Minister Roxon was spruiking the benefits of swine flu vaccination to Fran Kelly this morning and downplaying any potential risks.
Asked about infection control concerns surrounding the use of multidose vials(as outlined in this Crikey story recently), Minister Roxon said these are “very minimal”.
Does she realise what dangerous territory she’s entering here?
Our national infection control guidelines (you can read them here) state that the use of multidose vials is a “high risk” procedure (p49).
The guidelines cite the Australian Drug Evaluation Committee’s advice that “injectable products packaged in multidose vials should not be used except where products such as insulin are intended solely for the exclusive use of an individual patient”.
The guidelines also state: “When single-dose vials or ampoules are not available, the risk of cross-contamination is high if injectable products are used on multiple patients.” They recommend several measures for controlling this risk.
If the Government and its advisors have decided the potential benefits of a mass vaccination program outweigh the costs, including potential harms, then fair enough. Not everyone agrees with them, but that’s their call.
It’s another matter entirely to mislead the public in an effort to sell their program.
This will come back to bite them on the bum, pardon the language, if history is any guide. You don’t have to look too far back to find an example of the perils of health ministers spruiking pharmaceuticals.
Below follows is an extract from Ten Questions You Must Ask Your Doctor, which I wrote with another health journalist Ray Moynihan. This particular section comes from a chapter urging readers to be more alert to the possibility of side effects from medications and notes that these are often downplayed.
“In June 2000, the then Australian Minister for Health, Dr Michael Wooldridge, issued a most extraordinary media statement. In it, he announced that the first of a new class of arthritis drugs called COX 2 inhibitors would be funded by the Australian Government. He said the drug, celecoxib (sold under the brand name Celebrex), was significantly safer than older types of drugs used to treat arthritis and called it a ‘major breakthrough in arthritis therapy’.
It was highly unusual that a Health Minister would feel the need to single out any one drug for such an enthusiastic plug. It was even more remarkable considering that a careful reading of the scientific literature would have shown there were already rumblings of concern about the safety of COX 2 inhibitors. Over the next few years, these rumblings turned into a roar of alarm and an international scandal damaging public trust in drug regulatory agencies, medical journals and drug companies alike.

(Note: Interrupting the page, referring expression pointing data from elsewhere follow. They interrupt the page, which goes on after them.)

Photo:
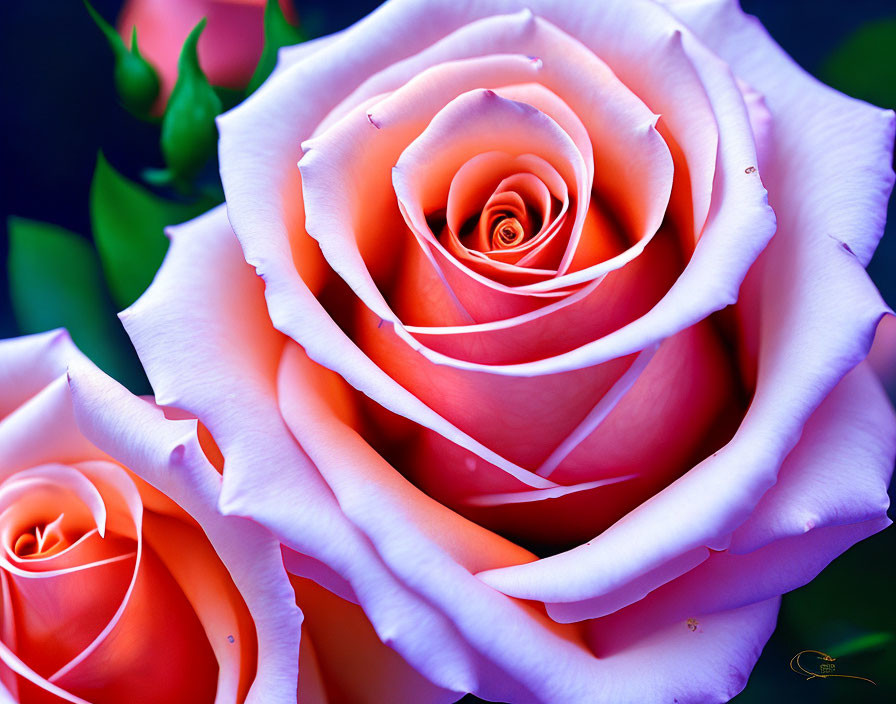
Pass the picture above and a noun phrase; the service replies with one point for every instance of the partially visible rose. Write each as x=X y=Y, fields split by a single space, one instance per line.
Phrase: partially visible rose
x=229 y=47
x=119 y=580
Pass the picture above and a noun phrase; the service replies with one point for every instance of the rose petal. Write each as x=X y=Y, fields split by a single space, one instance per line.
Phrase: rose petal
x=256 y=484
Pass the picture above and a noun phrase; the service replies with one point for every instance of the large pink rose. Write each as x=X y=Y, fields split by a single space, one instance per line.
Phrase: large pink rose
x=121 y=582
x=555 y=359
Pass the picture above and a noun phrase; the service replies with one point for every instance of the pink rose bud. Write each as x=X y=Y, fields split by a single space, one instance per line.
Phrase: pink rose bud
x=229 y=48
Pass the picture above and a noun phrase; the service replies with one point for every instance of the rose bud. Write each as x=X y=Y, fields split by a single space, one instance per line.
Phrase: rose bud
x=120 y=581
x=541 y=328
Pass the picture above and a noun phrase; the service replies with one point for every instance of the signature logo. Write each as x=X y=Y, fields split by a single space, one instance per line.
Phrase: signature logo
x=814 y=663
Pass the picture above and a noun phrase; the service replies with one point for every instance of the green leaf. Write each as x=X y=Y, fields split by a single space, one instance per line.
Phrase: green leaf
x=55 y=281
x=189 y=134
x=128 y=228
x=135 y=79
x=864 y=65
x=278 y=32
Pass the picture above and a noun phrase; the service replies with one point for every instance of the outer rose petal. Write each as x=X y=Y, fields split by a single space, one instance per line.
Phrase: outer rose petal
x=28 y=364
x=229 y=48
x=817 y=323
x=824 y=136
x=539 y=661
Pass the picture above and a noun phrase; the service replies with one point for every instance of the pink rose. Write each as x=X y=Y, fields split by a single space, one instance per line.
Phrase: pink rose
x=229 y=47
x=535 y=369
x=121 y=582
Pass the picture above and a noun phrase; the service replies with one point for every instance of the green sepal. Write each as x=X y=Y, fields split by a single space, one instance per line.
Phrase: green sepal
x=278 y=32
x=861 y=644
x=55 y=281
x=189 y=134
x=128 y=229
x=135 y=79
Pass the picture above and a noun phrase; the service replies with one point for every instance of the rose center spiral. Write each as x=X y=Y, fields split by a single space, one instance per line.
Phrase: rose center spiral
x=507 y=232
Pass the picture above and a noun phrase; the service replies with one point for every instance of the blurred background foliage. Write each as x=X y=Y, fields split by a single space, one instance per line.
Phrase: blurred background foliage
x=80 y=168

We now know that tens of thousands of people around the world paid a very high price – suffering heart attacks and strokes – for following advice to take drugs that they had been assured, wrongly as it turned out, were safer than older types of arthritis drugs.
Taxpayers and patients also paid a very high price for the overly enthusiastic promotion of these drugs, which reaped huge profits for their manufacturers. While safety concerns surround many of the COX 2 inhibitors, including the one so warmly endorsed by Dr Wooldridge, the most alarming case is that of rofecoxib, which was sold under the brand name Vioxx by the drug giant Merck.
The history of rofecoxib reveals how so many different groups failed to protect the public’s safety…”
I am not suggesting that swine flu vaccination will turn into this scale of disaster. I sincerely hope not.
But the point is that there are enough lessons from recent history for Health Ministers to be extremely cautious about how they pitch pharmaceuticals and other health interventions to the public.
We need to be able to have an open and frank discussion about the costs and potential harms of any interventions – including vaccines – as well as their potential benefits.